A poet by inclination and publication record, I have spent many years exploring and writing about my hometown; at the heart of London Clay is a personal journey to understand what drives this desire I feel for its lost landscapes, its buried stories. This is why it was so exciting to welcome old friends and family to the book launch at the Brunel Museum, Rotherhithe, and descend with them into the great Victorian tunnel. For a brief moment after, drinking cocktails on the patio as time stood, it seemed normal life would finally resume.
I have to thank my brilliant publicist Tabitha Pelly for finally getting me out of SE16. Over the past three months I have ventured into the wilds of Dulwich, Chiswick, Hackney and Wanstead, read in the library at Southwark Cathedral and led a walking tour in the rain of the River Lea with the poet Siddhartha Bose.
I finally made it over the M25 for a trip to Oxfordshire when I appeared at the Burford Literary Festival and was then smuggled into the Hook Norton Beer Festival by my godfather and his son.
Drinking real ale in a field as the sun sets over the Cotswolds – now is something to be cherished.

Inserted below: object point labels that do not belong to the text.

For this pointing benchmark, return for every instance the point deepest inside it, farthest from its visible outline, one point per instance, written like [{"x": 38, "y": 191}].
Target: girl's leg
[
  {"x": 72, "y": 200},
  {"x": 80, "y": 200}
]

London Clay: Journeys in the Deep City by Tom Chivers was published in hardback format by Doubleday and is also available as Ebook.
Tom’s poems have been collected in Dear World & Everything In It and London: A History in Verse. He was shortlisted for the Michael Marks and Edwin Morgan Poetry Awards and received an Eric Gregory Award in 2011. Tom has performed ambulatory, site-specific and audio work for organizations such as LIFT, Cape Farewell, Humber Mouth and Southbank Center. He was Writer in Residence at the Bishopsgate Institute and Associate Artist at the National Center of Writing. In 2009 he presented a documentary for BBC Radio 4 on the poet Barry MacSweeney. In 2011, an animated film of his poem ‘The Event’ was released on Channel 4’s Random Acts.
He lives in Rotherhithe with his wife and daughters.